Mozilla Community Theme
Last week the localization team deployed a set of customizable web tools as part of an ongoing effort to provide better resources to our communities. The toolkit includes templates for community websites, wikis, blogs, and forums that have all been skinned with a brand new Mozilla Community Theme. This will not only help communities establish their web presence more easily, but it also sets a consistent and professional look across the different community sites that choose to adopt it.
The theme was designed with full flexibility in mind. We wanted to make sure that communities can modify the templates freely and create websites that fit their unique needs. It was also important for the theme to feel “Mozillian” and clearly indicate a connection with the Mozilla Project while still being independent from official web properties like Mozilla.com or Mozilla.org. Finding the right balance between this Mozillian influence and community freedom was definitely a challenge. We needed to capture the appropriate brand elements of Mozilla and present them in a way that wouldn’t get diluted with customization.
The solution included a new logo to serve as the unifying visual identity for all community efforts within the Mozilla ecosystem.
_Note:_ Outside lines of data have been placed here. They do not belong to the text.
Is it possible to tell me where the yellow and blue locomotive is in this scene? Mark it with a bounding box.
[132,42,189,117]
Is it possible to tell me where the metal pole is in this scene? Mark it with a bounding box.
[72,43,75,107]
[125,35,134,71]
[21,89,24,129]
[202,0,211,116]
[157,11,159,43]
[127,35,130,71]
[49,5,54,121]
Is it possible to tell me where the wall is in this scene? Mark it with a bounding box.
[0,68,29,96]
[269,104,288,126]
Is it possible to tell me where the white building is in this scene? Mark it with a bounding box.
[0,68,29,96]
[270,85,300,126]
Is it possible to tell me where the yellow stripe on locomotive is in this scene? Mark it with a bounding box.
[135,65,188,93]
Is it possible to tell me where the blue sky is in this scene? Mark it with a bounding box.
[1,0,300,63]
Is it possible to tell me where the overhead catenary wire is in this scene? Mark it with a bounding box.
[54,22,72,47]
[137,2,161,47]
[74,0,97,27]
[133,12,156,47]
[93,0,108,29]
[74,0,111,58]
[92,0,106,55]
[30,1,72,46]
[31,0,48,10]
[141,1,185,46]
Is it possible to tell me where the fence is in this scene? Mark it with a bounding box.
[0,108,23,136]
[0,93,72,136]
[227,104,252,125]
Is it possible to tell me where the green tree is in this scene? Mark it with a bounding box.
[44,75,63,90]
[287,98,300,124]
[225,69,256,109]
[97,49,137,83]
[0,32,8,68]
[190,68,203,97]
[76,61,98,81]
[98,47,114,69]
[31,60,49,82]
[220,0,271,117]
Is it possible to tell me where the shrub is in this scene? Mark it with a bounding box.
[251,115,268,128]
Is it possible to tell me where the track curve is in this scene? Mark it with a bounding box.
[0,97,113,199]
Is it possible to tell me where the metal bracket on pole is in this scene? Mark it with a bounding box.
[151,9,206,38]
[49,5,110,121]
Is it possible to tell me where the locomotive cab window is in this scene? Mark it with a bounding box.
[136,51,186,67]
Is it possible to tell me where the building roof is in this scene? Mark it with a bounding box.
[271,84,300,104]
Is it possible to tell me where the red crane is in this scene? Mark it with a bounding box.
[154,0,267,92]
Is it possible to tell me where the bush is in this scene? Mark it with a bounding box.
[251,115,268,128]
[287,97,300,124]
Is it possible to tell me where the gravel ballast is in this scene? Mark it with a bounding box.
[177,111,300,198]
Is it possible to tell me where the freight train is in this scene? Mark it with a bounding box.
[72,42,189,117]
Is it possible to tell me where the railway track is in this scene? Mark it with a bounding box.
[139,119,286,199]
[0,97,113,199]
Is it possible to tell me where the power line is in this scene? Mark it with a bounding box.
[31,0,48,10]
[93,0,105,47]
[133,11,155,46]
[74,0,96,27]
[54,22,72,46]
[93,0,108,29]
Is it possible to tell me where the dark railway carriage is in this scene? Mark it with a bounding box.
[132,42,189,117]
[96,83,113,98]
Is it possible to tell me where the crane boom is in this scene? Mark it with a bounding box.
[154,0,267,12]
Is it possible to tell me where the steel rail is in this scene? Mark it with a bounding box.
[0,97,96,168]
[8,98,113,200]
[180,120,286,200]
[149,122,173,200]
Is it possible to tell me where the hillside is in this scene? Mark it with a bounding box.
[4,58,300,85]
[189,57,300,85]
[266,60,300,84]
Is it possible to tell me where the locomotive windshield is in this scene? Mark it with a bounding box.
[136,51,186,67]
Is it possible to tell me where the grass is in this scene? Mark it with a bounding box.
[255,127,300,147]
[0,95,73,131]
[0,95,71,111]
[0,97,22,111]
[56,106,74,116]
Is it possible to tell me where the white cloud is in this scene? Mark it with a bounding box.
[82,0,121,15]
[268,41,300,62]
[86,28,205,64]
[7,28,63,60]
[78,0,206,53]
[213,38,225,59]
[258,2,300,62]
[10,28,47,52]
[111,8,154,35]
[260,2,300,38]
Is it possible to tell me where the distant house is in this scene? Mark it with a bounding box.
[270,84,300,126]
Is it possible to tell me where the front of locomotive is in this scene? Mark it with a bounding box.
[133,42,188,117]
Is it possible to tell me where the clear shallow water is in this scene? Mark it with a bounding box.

As an alternative, the header bars also offer a combination of Mozilla and community branding. These can be deployed separately from the theme and used as a common link between community sites.
For the rest of the page, we looked at the content structure of existing websites to make sure the theme accommodates all the expected functionality and supports the more complex, dense websites that larger communities have. We tested various layouts and documented our progress along the way, incorporating your feedback into the final design. Here is a mock-up of the theme as applied to a simple website:
What you see of course, is just one example. The color scheme, masthead, layout grid, and virtually anything else…can all be changed. Gandalf has set up a customization tool that begins to demonstrate the full range of this flexibility, and will be providing more details on implementation through his blog. You can also dig through the source code and upstream your own modifications.
I think the resulting theme looks absolutely awesome (especially the logo) and I’m really excited to finally see these published. I know that both Seth and Gandalf have been working on this project for a very long time, and I enjoyed working with them in leading the creative direction of the themes. I also wanted to thank Tim Hogan, Stephanie Bankhead, Amit Patel, and Jessica Foster from The Royal Order design team who helped us create the visual theme.